I find it pretty damn funny that you say I'm afraid of technology, based on what I do for a living. 

Trust me, I hear and understand what you're saying.  There are benefits to technology.  But there's also an over-reliance on technology; seen it myself.  Leaders REALLY have to figure out what is needed AND why it benefits us over what we have.  Too often we run out to get the latest & greatest gadget without spending the time determining benefit vs. cost vs. requirement.

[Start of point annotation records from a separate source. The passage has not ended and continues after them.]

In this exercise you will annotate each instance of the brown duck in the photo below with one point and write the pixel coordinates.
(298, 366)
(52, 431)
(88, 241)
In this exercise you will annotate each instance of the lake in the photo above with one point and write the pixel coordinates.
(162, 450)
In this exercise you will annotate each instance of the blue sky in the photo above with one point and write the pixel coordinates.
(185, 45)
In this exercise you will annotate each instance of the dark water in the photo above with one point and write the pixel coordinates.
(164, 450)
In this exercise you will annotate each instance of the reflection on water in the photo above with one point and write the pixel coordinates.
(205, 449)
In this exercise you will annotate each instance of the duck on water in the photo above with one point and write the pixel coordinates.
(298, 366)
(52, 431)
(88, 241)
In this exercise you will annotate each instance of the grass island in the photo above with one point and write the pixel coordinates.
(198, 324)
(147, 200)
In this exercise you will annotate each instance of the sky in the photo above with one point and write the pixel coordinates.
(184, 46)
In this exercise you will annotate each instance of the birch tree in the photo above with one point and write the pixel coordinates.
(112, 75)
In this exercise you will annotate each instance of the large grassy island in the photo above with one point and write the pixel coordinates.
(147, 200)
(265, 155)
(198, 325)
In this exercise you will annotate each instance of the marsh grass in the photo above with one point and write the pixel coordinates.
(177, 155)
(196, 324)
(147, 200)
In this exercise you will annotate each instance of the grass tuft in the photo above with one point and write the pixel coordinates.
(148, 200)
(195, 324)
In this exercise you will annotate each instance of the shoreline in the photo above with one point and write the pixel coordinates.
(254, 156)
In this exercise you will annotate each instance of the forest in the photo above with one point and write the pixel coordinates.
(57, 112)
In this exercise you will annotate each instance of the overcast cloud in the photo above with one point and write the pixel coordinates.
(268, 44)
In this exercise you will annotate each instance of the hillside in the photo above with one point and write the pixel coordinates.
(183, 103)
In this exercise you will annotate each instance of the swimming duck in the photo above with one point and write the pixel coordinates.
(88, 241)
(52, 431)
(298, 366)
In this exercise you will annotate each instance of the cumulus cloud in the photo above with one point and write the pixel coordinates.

The basics always work; that's why they're the basics.  And you have to train to be proficient in them.  Constant reliance in tech gizmos reduces ability to perform the basics.  I've (no shit) seen leaders say we don't need a "no comms" plan since we have mulitple means of comms back to the CP (tacsat, HF, Iridium, etc), then when the shit hits the fan no one knows what to do.  Old school, we ALWAYS had a "no comms" plan and relied on the senior man present to execute.  Also seen leaders depat the FOB w/o map, protractor, & compass, because they have BFTs and GPSs.


----------



## buffalo61 (Oct 17, 2010)

0699 said:


> I find it pretty damn funny that you say *I'm afraid of technology*, based on what I do for a living.
> 
> Trust me, I hear and understand what you're saying.  There are benefits to technology.  But there's also an over-reliance on technology; seen it myself.  Leaders REALLY have to figure out what is needed AND why it benefits us over what we have.  Too often we run out to get the latest & greatest gadget without spending the time determining benefit vs. cost vs. requirement.
> 
> The basics always work; that's why they're the basics.  And you have to train to be proficient in them.  Constant reliance in tech gizmos reduces ability to perform the basics.  I've (no shit) seen leaders say we don't need a "no comms" plan since we have mulitple means of comms back to the CP (tacsat, HF, Iridium, etc), then when the shit hits the fan no one knows what to do.  Old school, we ALWAYS had a "no comms" plan and relied on the senior man present to execute.  Also seen leaders depat the FOB w/o map, protractor, & compass, because they have BFTs and GPSs.


 
LOL, not saying _you_ are afraid of technology, I was referring to your generation (old Corps).  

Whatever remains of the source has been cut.